At the personal level we can eat less meat, especially red meat. We can drive and fly less. When we replace old appliances, we can switch to energy-efficient, electric models.
At the local level, we can ask our local officials to pass ordinances requiring electrification of new and existing buildings and ordinances that require green energy to be used in our municipalities.
At the institutional level – in our workplaces and organizations – we can also push for green energy usage, as well as fossil fuel divestment in our organizations’ investments and our retirement funds.
At the national level, we can lobby our representatives to create a price on carbon via legislation, which would create incentives for businesses to pursue less carbon-intensive sources of energy and means of production.

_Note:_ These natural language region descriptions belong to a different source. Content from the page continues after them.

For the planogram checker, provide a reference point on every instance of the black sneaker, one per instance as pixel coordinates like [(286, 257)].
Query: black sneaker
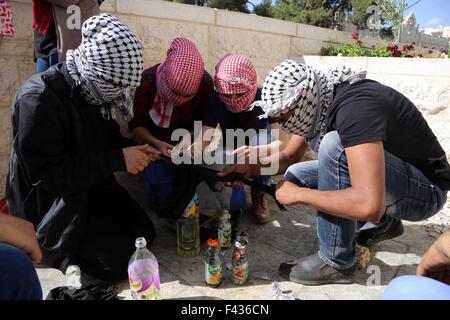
[(313, 271), (388, 228)]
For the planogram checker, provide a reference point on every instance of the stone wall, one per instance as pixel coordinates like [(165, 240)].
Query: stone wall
[(215, 32), (426, 82)]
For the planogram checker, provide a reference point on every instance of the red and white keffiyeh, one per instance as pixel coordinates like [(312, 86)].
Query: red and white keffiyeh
[(6, 22), (178, 79), (235, 81)]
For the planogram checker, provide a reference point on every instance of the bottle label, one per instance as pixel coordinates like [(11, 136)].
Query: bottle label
[(240, 273), (224, 237), (144, 280), (192, 209), (213, 274)]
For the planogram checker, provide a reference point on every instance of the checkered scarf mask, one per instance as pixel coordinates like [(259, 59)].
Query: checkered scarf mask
[(107, 63), (236, 75), (6, 22), (298, 87), (178, 79)]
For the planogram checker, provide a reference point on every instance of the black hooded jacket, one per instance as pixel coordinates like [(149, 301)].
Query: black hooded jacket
[(62, 150)]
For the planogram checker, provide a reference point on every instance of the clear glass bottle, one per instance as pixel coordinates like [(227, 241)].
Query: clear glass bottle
[(224, 230), (143, 273), (188, 230), (240, 268), (213, 264)]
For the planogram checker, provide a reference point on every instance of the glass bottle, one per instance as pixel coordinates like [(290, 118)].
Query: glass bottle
[(188, 230), (240, 269), (224, 230), (213, 264), (143, 273)]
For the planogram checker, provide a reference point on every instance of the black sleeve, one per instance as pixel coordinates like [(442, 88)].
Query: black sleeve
[(116, 139), (210, 118), (361, 120), (44, 150)]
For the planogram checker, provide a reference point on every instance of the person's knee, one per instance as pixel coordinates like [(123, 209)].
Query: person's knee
[(330, 147), (18, 275), (302, 173), (416, 288)]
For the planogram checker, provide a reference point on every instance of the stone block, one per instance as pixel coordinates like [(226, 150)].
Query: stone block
[(252, 22), (109, 6), (156, 35), (14, 47), (263, 49), (166, 10), (22, 20), (9, 79), (304, 46)]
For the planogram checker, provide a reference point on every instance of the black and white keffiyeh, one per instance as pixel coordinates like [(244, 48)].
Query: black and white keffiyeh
[(108, 62), (309, 92)]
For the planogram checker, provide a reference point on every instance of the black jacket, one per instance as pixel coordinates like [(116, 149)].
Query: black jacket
[(62, 149)]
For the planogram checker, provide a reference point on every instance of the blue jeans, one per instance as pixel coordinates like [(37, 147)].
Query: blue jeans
[(416, 288), (44, 64), (409, 196), (18, 278)]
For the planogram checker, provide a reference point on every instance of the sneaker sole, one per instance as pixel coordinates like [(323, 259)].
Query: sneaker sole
[(384, 237), (346, 280)]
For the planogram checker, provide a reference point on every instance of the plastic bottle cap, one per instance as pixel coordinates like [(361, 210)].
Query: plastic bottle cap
[(141, 242), (213, 243)]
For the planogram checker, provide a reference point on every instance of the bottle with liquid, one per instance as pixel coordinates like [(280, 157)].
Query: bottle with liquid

At the global level, we can speak out about climate change and its disproportionate effects on poorer nations. We can advocate that our wealthy nation pays climate reparations to those countries, and make it clear to our national politicians that they must genuinely collaborate with other nations to address this crisis.
Ultimately, this sampling of many possible actions is about our interlocking choices. Our personal choices can feed our energy to act at the local, institutional, and national levels. Local or national legislation will have an impact on our personal choices – whether we are required to install electric appliances, or how much it costs to drive. A national price on carbon in the United States puts pressure on other nations to address climate change as well. We can choose to act at one level without acknowledging the others, but action at one makes action at another more likely.

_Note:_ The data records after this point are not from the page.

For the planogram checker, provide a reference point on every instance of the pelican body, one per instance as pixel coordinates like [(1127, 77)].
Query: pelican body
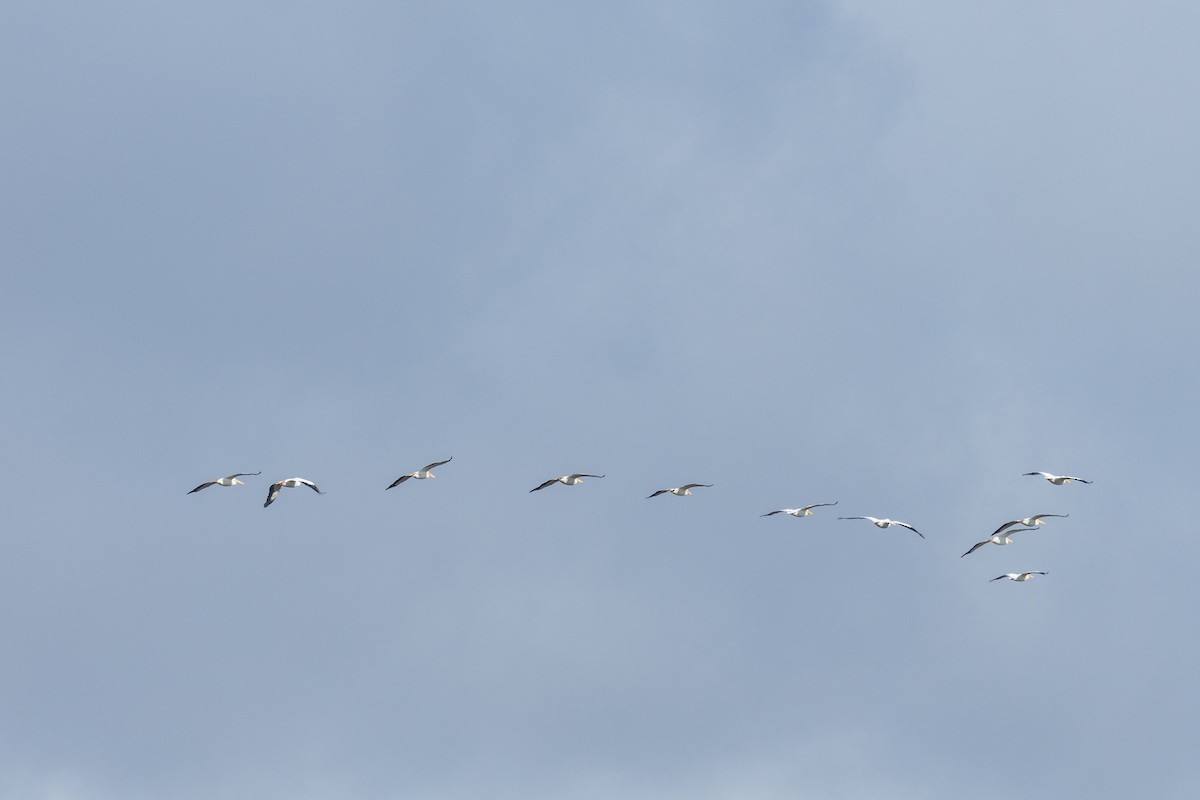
[(1020, 577), (997, 539), (887, 523), (421, 474), (679, 491), (1059, 480), (292, 482), (228, 480), (565, 480), (805, 511)]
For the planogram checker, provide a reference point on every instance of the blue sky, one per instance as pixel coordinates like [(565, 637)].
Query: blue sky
[(892, 256)]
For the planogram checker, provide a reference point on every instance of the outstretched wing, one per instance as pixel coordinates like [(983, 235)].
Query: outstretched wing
[(975, 548)]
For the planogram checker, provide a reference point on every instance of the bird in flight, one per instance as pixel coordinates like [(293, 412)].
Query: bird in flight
[(421, 474), (1059, 480), (292, 482), (807, 511), (679, 491), (228, 480), (1036, 519), (887, 523), (997, 539), (567, 480), (1017, 576)]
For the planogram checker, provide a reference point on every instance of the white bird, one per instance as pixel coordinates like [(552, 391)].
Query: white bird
[(1018, 576), (292, 482), (421, 474), (228, 480), (1059, 480), (807, 511), (887, 523), (997, 539), (567, 480), (679, 491), (1036, 519)]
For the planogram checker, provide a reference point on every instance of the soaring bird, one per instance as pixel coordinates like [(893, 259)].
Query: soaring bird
[(228, 480), (1059, 480), (567, 480), (807, 511), (887, 523), (997, 539), (292, 482), (1018, 576), (421, 474), (1036, 519), (681, 491)]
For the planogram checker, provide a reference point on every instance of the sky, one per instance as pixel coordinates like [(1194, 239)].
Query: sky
[(892, 256)]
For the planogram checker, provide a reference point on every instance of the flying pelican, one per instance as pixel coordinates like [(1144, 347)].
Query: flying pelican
[(274, 492), (1018, 576), (997, 539), (1059, 480), (567, 480), (679, 491), (807, 511), (887, 523), (1036, 519), (228, 480), (421, 474)]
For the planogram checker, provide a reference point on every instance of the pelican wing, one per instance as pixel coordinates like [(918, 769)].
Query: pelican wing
[(976, 547)]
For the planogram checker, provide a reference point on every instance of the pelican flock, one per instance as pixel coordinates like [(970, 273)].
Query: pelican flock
[(1001, 536)]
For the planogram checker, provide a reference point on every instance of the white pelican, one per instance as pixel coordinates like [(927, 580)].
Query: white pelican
[(567, 480), (807, 511), (1036, 519), (1059, 480), (997, 539), (421, 474), (228, 480), (887, 523), (679, 491), (292, 482), (1017, 576)]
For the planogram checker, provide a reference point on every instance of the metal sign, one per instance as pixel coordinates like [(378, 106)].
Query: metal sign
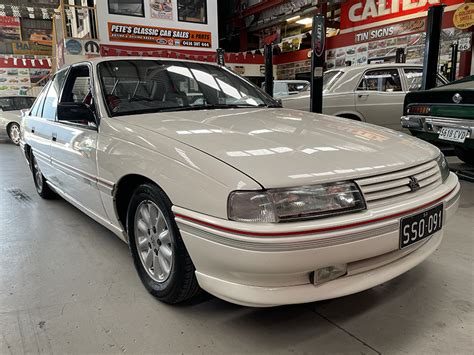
[(318, 42), (319, 36), (220, 56)]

Unfortunately, corporations and the politicians they support are doing whatever they can to avoid changes that will genuinely address this crisis. For a long time, corporations denied the reality of climate change. Now, they usually try to muddy the waters about what we can do to address it, or they create the narrative that addressing climate change is about our personal actions. This is false. Personal actions on their own can never address a crisis created by our interwoven, global systems. It is only when we collectively act at all levels – from the personal to the institutional to the global – that we will begin to have a true impact.

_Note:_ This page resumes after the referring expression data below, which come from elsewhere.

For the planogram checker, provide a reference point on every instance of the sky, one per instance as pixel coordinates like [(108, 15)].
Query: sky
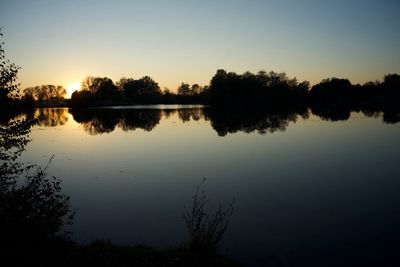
[(174, 41)]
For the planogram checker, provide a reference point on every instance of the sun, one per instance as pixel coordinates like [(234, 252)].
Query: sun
[(72, 88)]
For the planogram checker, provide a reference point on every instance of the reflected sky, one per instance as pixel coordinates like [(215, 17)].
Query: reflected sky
[(61, 42), (316, 189)]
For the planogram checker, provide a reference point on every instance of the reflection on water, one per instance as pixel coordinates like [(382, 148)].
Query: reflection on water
[(313, 187), (224, 121)]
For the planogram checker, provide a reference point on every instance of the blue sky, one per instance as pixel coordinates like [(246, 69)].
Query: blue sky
[(61, 42)]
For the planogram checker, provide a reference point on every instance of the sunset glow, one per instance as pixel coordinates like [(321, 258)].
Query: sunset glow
[(72, 88)]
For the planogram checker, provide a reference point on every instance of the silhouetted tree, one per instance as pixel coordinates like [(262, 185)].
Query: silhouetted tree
[(46, 94), (101, 88), (272, 89), (33, 210), (142, 90), (8, 77), (184, 90)]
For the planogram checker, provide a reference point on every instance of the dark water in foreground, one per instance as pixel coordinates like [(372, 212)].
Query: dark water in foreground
[(307, 190)]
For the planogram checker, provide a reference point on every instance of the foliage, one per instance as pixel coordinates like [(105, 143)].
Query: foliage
[(8, 77), (48, 94), (140, 90), (206, 230), (33, 207), (273, 89)]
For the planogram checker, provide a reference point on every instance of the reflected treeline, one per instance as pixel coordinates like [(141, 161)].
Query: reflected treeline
[(51, 117), (223, 120), (263, 121), (98, 121)]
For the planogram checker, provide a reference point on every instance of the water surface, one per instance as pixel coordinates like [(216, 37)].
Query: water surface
[(308, 189)]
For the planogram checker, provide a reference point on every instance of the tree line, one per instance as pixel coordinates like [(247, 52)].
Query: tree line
[(272, 89)]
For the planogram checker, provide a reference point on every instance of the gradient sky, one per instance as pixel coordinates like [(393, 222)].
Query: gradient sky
[(61, 42)]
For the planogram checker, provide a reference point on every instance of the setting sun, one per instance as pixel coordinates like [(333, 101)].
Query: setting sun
[(72, 88)]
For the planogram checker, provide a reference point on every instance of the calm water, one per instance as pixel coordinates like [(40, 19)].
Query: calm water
[(306, 189)]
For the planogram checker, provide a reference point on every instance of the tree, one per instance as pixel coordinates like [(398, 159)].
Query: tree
[(8, 77), (46, 93), (102, 88), (141, 90), (184, 90)]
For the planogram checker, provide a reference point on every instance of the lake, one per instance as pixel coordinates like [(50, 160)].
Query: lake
[(308, 189)]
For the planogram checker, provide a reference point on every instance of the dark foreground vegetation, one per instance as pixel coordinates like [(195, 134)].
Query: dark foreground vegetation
[(34, 216), (35, 213)]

Indigenous people around the world hold the knowledge of our interconnected relationships – between person and person; between people, plants, and animals; between all of these creatures and their natural environments; between discrete environments and the global ecosystem. Western ways of knowing, scientific thinking, and capitalism have created a rupture between Western peoples and this knowledge of interconnection. In order to find our way back, we do not need to entirely abandon our ways of knowing and thinking. But we do need to rediscover with this deep memory of connectedness. Indigenous scientist and writer Robin Wall Kimmerer said, “We are in the midst of a great remembering. We’re remembering what it would be like to live in a world where there is ecological justice, where other species would look at us and say those are good people, we’re glad that this species is among us.” I hope and I believe that we will remember in time to make the choices our planet and its creatures – including ourselves – require.